Species Sponsorship packs
Help us protect UK wildlife by sponsoring wildlife
Money raised from our sponsorship schemes goes towards helping important local wildlife conservation work in Shropshire, such as managing nature reserves or creating new habitats. They also make the perfect gift for a nature lover!
There are 6 species you can choose from:
Ancient Stiperstones Holly
Costing £20, your gift package will include a personalised certificate, a double-sided illustrated A4 fact sheet and a large photograph of your selected species.
There is space on the order form for you provide the name and address of the recipient, as well as a message. Or you can sponsor a species for yourself!
The next step
To purchase a pack, please complete the form below. Once you press continue you will be taken to a follow up page securely hosted by Paypal to enter your card details.
The following UK issued cards are accepted online - Mastercard, Maestro, Solo, Visa and Visa Electron. If you prefer to send us a cheque, please print off and complete the form below.
For further information call us on 01743 284280 or email: firstname.lastname@example.org.
Read more about the species you can sponsor
Pine martens are an attractive, tree dwelling member of the badger and weasel family of mammals. They were considered to be extinct in much of England for over a century, until 2015, when pine martens were discovered living in a wood in south Shropshire. The Shropshire pine martens have survived because there is still plenty of suitable woodland to offer cover and food in the area we have found them in, but they will only continue to survive here if that habitat is cared for and preserved. It is our aim to study the population here, whilst working with owners of woodland to ensure that they manage their land with pine martens in mind.
Small, round, brown and covered in spines, the hedgehog is one of the most familiar of Britain's wild mammals. Hedgehogs are in trouble though, with fewer than a million left in the UK, down from an estimated 2 million in the mid-1990's and 36 million in the 1950's.
Across the UK, Wildlife Trusts are working hard to raise awareness and restore habitats to benefit species like the hedgehog including the restoration of old hedgerows and planting of new ones.
Ancient Stiperstones Holly
The oldest surviving holly grove in Europe is on the Stiperstones. Cracked, gnarled and windswept, two hundred or so ancient holly trees grow here. Some are thought to be three or four centuries old, amazingly long-lived for holly.
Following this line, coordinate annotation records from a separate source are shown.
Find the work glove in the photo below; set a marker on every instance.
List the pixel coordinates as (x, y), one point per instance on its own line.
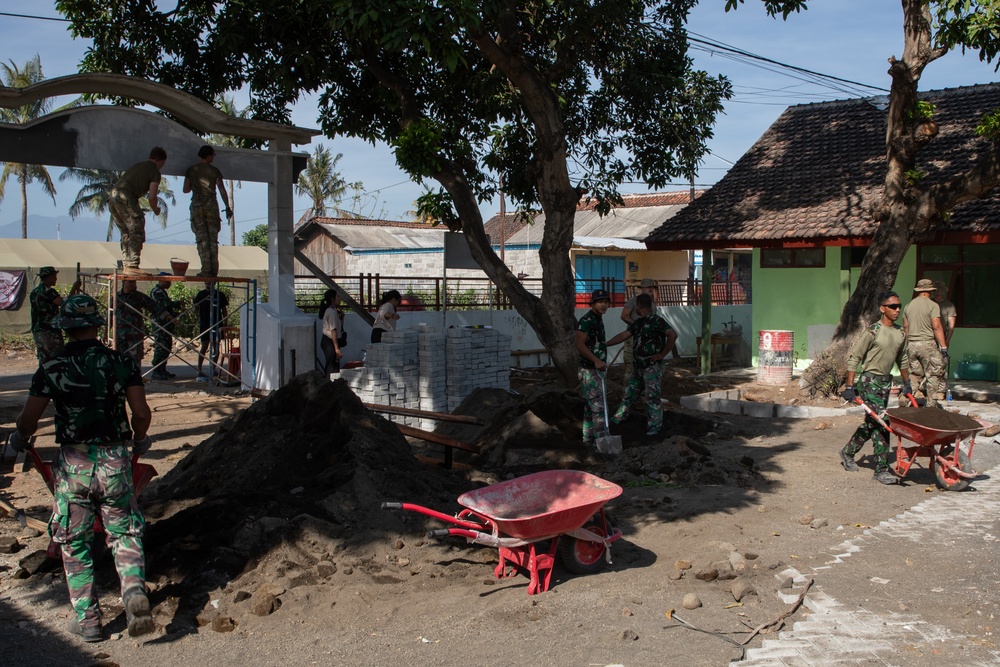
(140, 447)
(19, 443)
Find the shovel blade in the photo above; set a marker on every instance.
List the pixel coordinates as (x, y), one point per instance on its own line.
(610, 444)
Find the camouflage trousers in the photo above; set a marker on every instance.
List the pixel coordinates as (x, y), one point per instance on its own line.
(131, 222)
(875, 393)
(47, 344)
(98, 480)
(164, 341)
(646, 382)
(927, 367)
(594, 420)
(206, 225)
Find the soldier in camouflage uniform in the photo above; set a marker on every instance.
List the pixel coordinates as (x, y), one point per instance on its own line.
(130, 326)
(90, 386)
(163, 336)
(201, 180)
(140, 180)
(653, 339)
(878, 347)
(45, 302)
(591, 343)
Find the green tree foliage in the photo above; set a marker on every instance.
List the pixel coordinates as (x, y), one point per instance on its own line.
(15, 76)
(256, 236)
(560, 99)
(96, 192)
(321, 182)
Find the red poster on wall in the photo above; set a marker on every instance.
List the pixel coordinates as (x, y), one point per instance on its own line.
(13, 287)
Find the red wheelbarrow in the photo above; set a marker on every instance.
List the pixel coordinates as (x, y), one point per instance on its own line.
(142, 473)
(950, 464)
(518, 515)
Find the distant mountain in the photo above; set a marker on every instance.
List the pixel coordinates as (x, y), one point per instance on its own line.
(65, 228)
(61, 227)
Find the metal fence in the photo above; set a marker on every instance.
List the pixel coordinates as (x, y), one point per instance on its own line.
(437, 293)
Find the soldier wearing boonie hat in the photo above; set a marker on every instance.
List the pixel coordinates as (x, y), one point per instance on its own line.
(92, 472)
(45, 302)
(949, 314)
(591, 343)
(926, 341)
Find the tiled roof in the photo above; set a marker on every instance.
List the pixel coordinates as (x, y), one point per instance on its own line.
(819, 168)
(512, 223)
(681, 198)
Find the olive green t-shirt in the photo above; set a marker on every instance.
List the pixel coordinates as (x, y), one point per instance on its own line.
(918, 315)
(878, 348)
(203, 178)
(135, 181)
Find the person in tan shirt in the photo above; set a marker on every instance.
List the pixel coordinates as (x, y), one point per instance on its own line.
(878, 348)
(925, 337)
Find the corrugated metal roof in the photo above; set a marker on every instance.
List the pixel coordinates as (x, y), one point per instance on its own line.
(372, 237)
(621, 223)
(101, 257)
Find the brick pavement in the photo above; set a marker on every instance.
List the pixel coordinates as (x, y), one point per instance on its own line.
(836, 632)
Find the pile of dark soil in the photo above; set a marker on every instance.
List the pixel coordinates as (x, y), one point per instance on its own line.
(296, 479)
(935, 418)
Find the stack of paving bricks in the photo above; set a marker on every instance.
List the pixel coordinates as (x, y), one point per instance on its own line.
(431, 370)
(476, 358)
(391, 375)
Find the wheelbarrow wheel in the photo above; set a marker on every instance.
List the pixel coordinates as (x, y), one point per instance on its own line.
(947, 479)
(583, 556)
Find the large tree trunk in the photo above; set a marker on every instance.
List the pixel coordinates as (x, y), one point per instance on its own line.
(24, 207)
(907, 210)
(232, 220)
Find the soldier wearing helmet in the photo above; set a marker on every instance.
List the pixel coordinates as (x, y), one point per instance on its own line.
(91, 385)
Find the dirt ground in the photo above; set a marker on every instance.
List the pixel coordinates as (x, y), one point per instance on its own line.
(267, 543)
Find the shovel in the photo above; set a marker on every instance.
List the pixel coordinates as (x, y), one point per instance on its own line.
(607, 443)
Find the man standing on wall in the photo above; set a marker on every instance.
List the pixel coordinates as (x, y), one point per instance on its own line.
(925, 338)
(140, 179)
(201, 180)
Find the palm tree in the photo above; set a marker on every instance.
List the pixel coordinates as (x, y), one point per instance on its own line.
(96, 192)
(321, 182)
(227, 105)
(18, 77)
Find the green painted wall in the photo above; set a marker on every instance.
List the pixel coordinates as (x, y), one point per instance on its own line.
(794, 299)
(797, 299)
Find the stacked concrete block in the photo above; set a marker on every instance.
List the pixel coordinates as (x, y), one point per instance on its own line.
(431, 370)
(477, 357)
(433, 373)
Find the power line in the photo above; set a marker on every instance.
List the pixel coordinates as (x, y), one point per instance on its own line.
(37, 18)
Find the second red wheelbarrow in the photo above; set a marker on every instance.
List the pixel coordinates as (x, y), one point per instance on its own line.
(563, 508)
(941, 444)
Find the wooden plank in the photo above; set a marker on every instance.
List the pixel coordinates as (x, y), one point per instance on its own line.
(435, 437)
(413, 412)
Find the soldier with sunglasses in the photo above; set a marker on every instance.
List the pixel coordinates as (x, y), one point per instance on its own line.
(878, 347)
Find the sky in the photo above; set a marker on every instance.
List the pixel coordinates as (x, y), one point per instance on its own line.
(849, 39)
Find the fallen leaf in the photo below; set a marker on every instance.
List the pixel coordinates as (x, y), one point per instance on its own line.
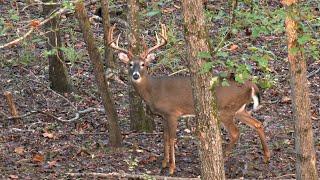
(285, 99)
(38, 158)
(19, 150)
(48, 135)
(13, 176)
(52, 163)
(233, 47)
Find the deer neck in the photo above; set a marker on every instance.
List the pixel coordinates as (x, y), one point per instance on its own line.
(143, 87)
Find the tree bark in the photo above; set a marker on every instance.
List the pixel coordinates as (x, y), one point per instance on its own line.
(305, 153)
(139, 120)
(108, 103)
(108, 55)
(58, 75)
(212, 163)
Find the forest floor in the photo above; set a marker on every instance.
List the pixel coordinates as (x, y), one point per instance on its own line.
(40, 146)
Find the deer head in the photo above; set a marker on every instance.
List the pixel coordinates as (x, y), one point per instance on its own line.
(138, 63)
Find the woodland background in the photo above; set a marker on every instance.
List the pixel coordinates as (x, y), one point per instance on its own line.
(42, 146)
Each of these trees has developed highly individual characteristics over their long lives.
The trees are still vibrant and beautiful, though some are showing their age and suffering from past pressures of livestock grazing. Through careful management of livestock and selective fencing we are giving them the best chance to recover and thrive.
With their big black eyes, furry tails and golden brown fur, dormice are gorgeous creatures – but you are very unlikely ever to see one. They sleep for around seven months of the year, emerging at night during spring and summer to forage for food high in the trees. Dormice are much rarer than they used to be, mainly because of habitat loss.
We manage several of our woodland nature reserves for dormice, ensuring that hazel is left to grow tall and blackberries and hedgerow fruits are encouraged. Where possible, we plant hedgerows to connect known dormice sites to prevent colonies becoming isolated and fragmented.
As an upland species, the bilberry bumblebee has its main strongholds on moorlands in the North of the country, however we are fortunate to have them in Shropshire too, on The Stiperstones and Long Mynd. The bilberry bumblebee is now in decline due to habitat degradation, the loss of bilberries and other heathland vegetation – without which this bumblebee cannot live.
Recent heathland restoration on The Stiperstones will have improved their chances. Shropshire Wildlife Trust will continue to play a dynamic role in renewing and protecting the county’s uplands,
Barn owl numbers plummeted across the UK in the last 70 years of the 20th century. In Shropshire their population halved. Owls need a good supply of voles to hunt and voles need rough grassland, a kind of habitat which has disappeared from much of our tidy, intensively managed landscape. Nesting places have also grown hard to find.
Through the barn owl adoption scheme, we install barn owl nest boxes on suitable nature reserves and give these charismatic birds a chance to breed. Several of our nature reserves have good grassland with plentiful voles, ideal for barn owls.